Quien lanzara el Espíritu del 12 de Febrero desde RTVE, operación mediática que buscaba revivir el agonizante régimen de Franco, volvía a relanzar el pasado lunes el recambio del no menos agotado régimen de 1978 desde el diario El País. Resumiendo las tesis del entourage de González, Juan Luis Cebríán proponía soluciones extraordinarias para la situación excepcional en la que se encuentra el maltrecho bipartidismo: la sustitución de Rajoy por otro candidato del PP, el fin de los delirios de Sánchez y la intermediación de Rivera como eje de los necesarios pactos entre estas tres fuerzas del IBEX. Artículo importante porque, al margen de la personalidad del firmante, Prisa es hoy la única organización de facto que le queda al PSOE fuera del feudo andaluz. Ya lo era ayer, lo es mucho más desde que Ferraz es una guardería política. Tanto que un día después, los 3 en 1 del IBEX pactan la presidencia del Congreso.

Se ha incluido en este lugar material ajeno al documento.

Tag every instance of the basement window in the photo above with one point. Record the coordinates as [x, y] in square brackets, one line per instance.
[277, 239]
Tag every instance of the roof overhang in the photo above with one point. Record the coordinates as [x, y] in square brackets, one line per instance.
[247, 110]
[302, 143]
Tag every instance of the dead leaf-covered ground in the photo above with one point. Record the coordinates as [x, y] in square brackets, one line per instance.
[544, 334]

Posada se retira de la presidencia, Sánchez cambia un sillón por control de la Mesa del Congreso y  Rivera articula como correveidile el acuerdo entre el indecente Rajoy y el ruin Sánchez. La figura de López, el único socialista que ha gobernado con el apoyo de los populares, expresa que estamos ante el preludio de esa gran coalición que no acaba de presentarse oficialmente por miedo al propio electorado socialista. Máxime cuando el florero Patxi queda atado de manos y pies por una Mesa en manos del PP y el Cs. Es decir, se entrega toda la coordinación de las tareas legislativas a esas dos siglas conservadoras. Si a ello sumamos que también en el Senado, cámara controlada por el PP, se excluye a Podemos es fácil deducir que todo el control legislativo escapa a los representantes de los sectores sociales ajenos al IBEX. Este candado sobre las comisiones de investigación o las mociones progresistas va a dificultar, cuando no a impedir, la lucha contra la corrupción o la votación de leyes sociales como la de emergencia.

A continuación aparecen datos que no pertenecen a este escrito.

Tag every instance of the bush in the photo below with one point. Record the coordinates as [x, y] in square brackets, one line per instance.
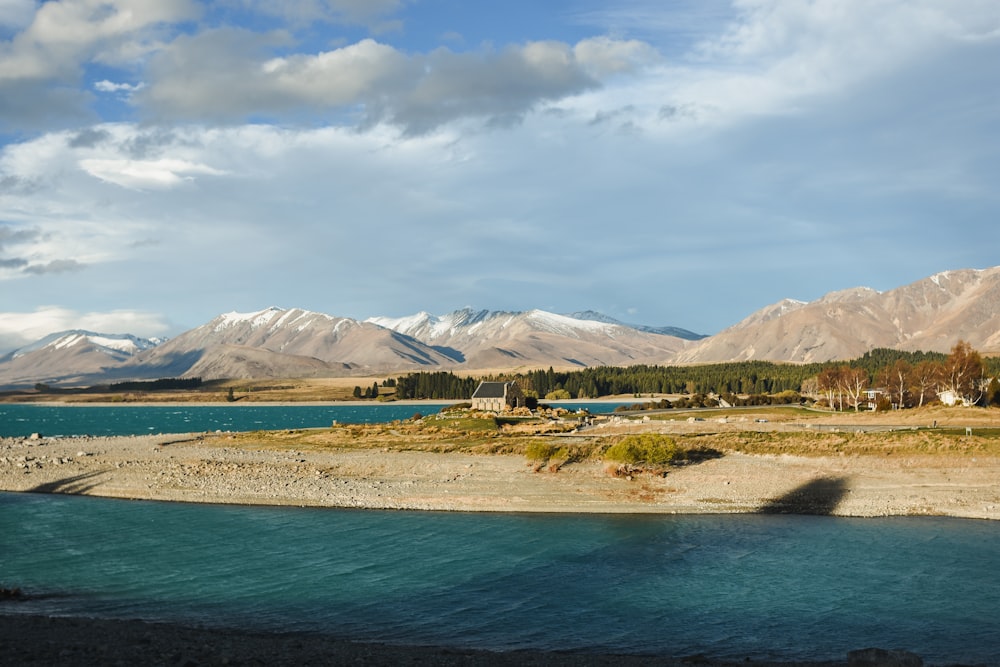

Encauzada la Carrera de San Jerónimo, toca ahora lo más difícil, la Moncloa. Ahí la Prisa del PSOE no es exactamente la prisa del IBEX, aunque tengan un denominador común. El modelo CUP al que son adictos en Ferraz, para vender a su parroquia lo invendible, no es completamente extrapolable a Madrid. Hacerle un Mas a Rajoy, a cambio de entregar un cheque en blanco al PP, como sugiere el presidente de Prisa, puede ser tan posible como improbable. El PP puede recurrir a las urnas, lo que evidentemente no podía Convergència, y salvo una rebelión a bordo en Génova no parece que Rajoy parezca dispuesto a volver a trabajar como registrador de la propiedad. Ni tampoco se ve a Merkel, que nos va a imponer una nueva reducción del gasto público de varias decenas de miles de millones de euros anuales en esta XI Legislatura, apresurada en darle el finiquito. Por lo que esa llamada operación Menina, tan vinculada al propio Cebríán, es tan sólo viable si previamente se optara por no repetir unas elecciones generales que serían favorables al PP.

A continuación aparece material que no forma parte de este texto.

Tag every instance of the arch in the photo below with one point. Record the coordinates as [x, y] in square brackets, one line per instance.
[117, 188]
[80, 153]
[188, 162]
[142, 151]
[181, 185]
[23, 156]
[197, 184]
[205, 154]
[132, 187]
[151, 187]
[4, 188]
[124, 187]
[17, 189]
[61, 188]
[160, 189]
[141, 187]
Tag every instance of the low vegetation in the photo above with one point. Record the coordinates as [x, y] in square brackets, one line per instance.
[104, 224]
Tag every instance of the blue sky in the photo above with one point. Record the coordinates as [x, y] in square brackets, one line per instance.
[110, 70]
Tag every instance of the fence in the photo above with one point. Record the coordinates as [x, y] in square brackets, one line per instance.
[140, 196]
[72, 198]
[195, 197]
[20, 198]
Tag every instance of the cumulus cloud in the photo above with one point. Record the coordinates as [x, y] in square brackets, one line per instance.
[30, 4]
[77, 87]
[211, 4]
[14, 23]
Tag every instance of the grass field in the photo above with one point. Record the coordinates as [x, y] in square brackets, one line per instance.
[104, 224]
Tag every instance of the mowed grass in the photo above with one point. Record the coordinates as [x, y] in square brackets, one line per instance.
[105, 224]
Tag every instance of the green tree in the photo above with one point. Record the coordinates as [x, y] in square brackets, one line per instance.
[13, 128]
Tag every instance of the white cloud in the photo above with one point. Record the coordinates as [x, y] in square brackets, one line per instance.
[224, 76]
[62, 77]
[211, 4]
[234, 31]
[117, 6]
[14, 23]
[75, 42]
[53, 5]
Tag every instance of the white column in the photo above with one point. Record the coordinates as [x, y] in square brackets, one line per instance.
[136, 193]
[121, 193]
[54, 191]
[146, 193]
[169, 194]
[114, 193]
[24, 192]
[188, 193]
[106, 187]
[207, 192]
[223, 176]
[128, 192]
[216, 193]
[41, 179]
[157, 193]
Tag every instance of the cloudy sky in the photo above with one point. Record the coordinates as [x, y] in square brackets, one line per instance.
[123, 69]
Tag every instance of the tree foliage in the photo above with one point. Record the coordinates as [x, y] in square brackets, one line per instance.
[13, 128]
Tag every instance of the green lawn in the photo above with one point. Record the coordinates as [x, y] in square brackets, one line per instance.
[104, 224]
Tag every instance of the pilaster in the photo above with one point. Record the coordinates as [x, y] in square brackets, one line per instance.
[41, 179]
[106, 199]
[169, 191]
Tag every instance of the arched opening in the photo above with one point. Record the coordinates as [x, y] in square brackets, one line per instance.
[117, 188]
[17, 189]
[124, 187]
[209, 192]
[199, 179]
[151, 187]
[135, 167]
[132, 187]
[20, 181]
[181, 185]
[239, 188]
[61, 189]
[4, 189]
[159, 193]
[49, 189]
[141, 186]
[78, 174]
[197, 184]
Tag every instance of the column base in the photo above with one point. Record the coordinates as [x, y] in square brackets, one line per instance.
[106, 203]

El ultimátum de Cebrián va más lejos del apremio del IBEX y muchísimo más de la necesidad de la Merkel. Esa gran coalición, que como San Pedro se niega a si misma, puede oficializarse sin que se cumplan todas sus condiciones. Han cumplido la primera parte, el Congreso, sin que hoy por hoy se vean obligados a cumplir la segunda, la Moncloa. No cabe ser a la vez juez y parte. Ya no estamos en los tiempos de la transición en los que no había articulación social alguna. Prisa ya no es aquella Prisa que proponía, disponía y recomponía; en Berlín ya no está el amigo Willy Brandt, González es el retrato de Dorian Gray, el PSOE es sólo latifundio andaluz y la guerra fría es batalla de abueletes que no interesa a unos nietos condenados al paro, precariado e inseguridad social. Su nostalgia de los años de la transición le hace olvidar que cuando se repite, digámoslo parafraseando al clásico, se repite como farsa. Este Cebrián de 2016 es una caricatura de aquel Cebrián de 1974.